Tiphaine Auzière est avocate. Aussi a-t-elle choisi pour son premier roman de nous entraîner dans les pas d'une consoeur fictive, en charge de délicats dossiers d'affaires familiales. Une plongée réussie dans un milieu que chacun croit connaître, souvent à tort.

«On ne sort jamais indemne d'une cour d'assises, qu'on y soit victime, accusé ou auxiliaire de justice». En choisissant de retracer les affaires dont Diane, avocate installée à Montreuil-sur-Mer sur la Côte d'Opale, Tiphaine Auzière nous démontre route la justesse de cette affirmation. Quand nous faisons sa connaissance, elle se rend au tribunal de Boulogne-sur-Mer pour y retrouver Jeanne, une fillette victime d'inceste. Il lui faut user de beaucoup de pédagogie, d'humour et d'empathie pour pouvoir entendre l'histoire de cette enfant. Un premier dossier qu'elle mènera à bien et qui assoit sa réputation d'avocate aussi ambitieuse que tenace.
Et de la ténacité, il va lui en falloir pour défendre Laura, qui se retrouve derrière les barreaux pour avoir assassiné son conjoint.

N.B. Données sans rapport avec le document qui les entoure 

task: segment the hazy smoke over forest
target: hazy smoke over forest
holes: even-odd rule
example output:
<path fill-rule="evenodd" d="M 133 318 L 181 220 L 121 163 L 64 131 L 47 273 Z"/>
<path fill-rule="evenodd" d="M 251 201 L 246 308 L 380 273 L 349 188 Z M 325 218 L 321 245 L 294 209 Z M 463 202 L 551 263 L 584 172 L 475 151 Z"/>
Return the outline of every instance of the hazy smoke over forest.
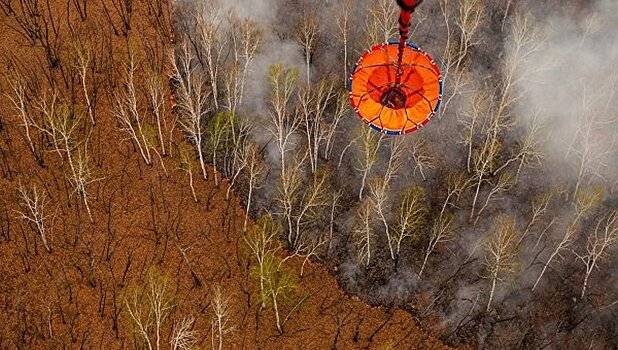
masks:
<path fill-rule="evenodd" d="M 577 176 L 573 158 L 579 155 L 570 151 L 584 142 L 595 174 L 618 181 L 616 23 L 618 2 L 599 0 L 575 16 L 549 13 L 536 24 L 542 44 L 519 72 L 517 112 L 542 122 L 549 136 L 544 150 L 556 161 L 556 174 Z M 588 123 L 593 125 L 584 135 Z"/>

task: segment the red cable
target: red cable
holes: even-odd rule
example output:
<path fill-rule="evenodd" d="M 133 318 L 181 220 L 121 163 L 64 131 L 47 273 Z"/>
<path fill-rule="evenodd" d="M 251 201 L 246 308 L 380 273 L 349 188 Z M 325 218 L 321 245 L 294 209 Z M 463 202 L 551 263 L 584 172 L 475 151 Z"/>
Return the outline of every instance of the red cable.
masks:
<path fill-rule="evenodd" d="M 397 0 L 397 4 L 401 7 L 399 14 L 399 50 L 397 53 L 397 73 L 395 74 L 395 86 L 401 84 L 401 76 L 403 75 L 403 49 L 406 47 L 406 42 L 410 35 L 410 21 L 412 20 L 412 12 L 416 9 L 423 0 Z"/>

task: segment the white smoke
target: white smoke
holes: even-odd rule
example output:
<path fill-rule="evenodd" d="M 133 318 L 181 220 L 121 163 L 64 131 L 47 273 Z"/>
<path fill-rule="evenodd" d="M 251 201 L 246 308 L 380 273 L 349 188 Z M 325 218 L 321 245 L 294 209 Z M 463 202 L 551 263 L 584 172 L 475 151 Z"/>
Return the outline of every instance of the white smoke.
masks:
<path fill-rule="evenodd" d="M 554 15 L 533 24 L 538 50 L 517 84 L 516 111 L 545 125 L 544 153 L 557 174 L 618 180 L 618 1 L 599 0 L 580 18 Z M 587 158 L 582 162 L 583 158 Z"/>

Un coup de couteau porté au cou qu'elle ne nie pas et des aveux qu'elle accompagne d'un mutisme qui ne va pas faciliter la tâche de celle qui entend la défendre. Tout au long de l'instruction qui nous est ici détaillée jusqu'au verdict final, Diane va user de toute son expérience, de sa connaissance des méandres de la justice et des secrets de la procédure pour réussir à atténuer la peine encourue par sa cliente.
Pour cela, elle va même devoir user de son charme qui n'a pas échappé au procureur et avec lequel elle va jouer une danse très troublante.
Au fil des entretiens au parloir avec Laura, elle va chercher à gagner la confiance de la prévenue, à l'amener à lui ouvrir d'autres perspectives qu'une vie derrière les barreaux, en bref à se défendre après avoir subi pendant des années des violences conjugales.
Bien entendu, il n'est pas question ici de dévoiler l'issue du procès, par ailleurs très bien raconté, mais bien de souligner qu'effectivement il va changer la vie de tous ceux qui l'ont vécu. L'avocate et sa cliente, mais aussi les magistrats et les jurés, autres rouages essentiels de cette justice qu'on aimerait toujours juste.
Avec beaucoup de finesse et de sensibilité, Tiphaine Auzière nous fait partager les doutes et les interrogations des uns et des autres, rendant toute son humanité à une institution à laquelle il arrive d'en manquer cruellement. Mais pour la fille de Brigitte Macron, il n'est pas question d'écrire un réquisitoire soulignant les failles de l'institution, mais bien davantage de faire preuve de pédagogie et de nous faire découvrir le fonctionnement d'un tribunal. Exercice parfaitement réussi pour l'avocate qui peut désormais se targuer d'avoir rejoint les autrices qui l'ont inspirée comme Delphine de Vigan avec Les Loyautés et Karine Tuil avec Les Choses humaines. Un duo auquel j'associerai également une autre primo-romancière, Claire Jéhanno avec La Jurée. Car j'ai perçu là aussi, derrière le besoin de partager une expérience et un univers, l'envie – sinon le besoin – d'écrire. Un second roman viendra sans doute étayer cette hypothèse, du moins je l'espère.
NB. Tout d'abord, un grand merci pour m'avoir lu jusqu'ici! Sur mon blog vous pourrez, outre cette chronique, découvrir les premières pages du livre et en vous y abonnant, vous serez informé de la parution de toutes mes chroniques.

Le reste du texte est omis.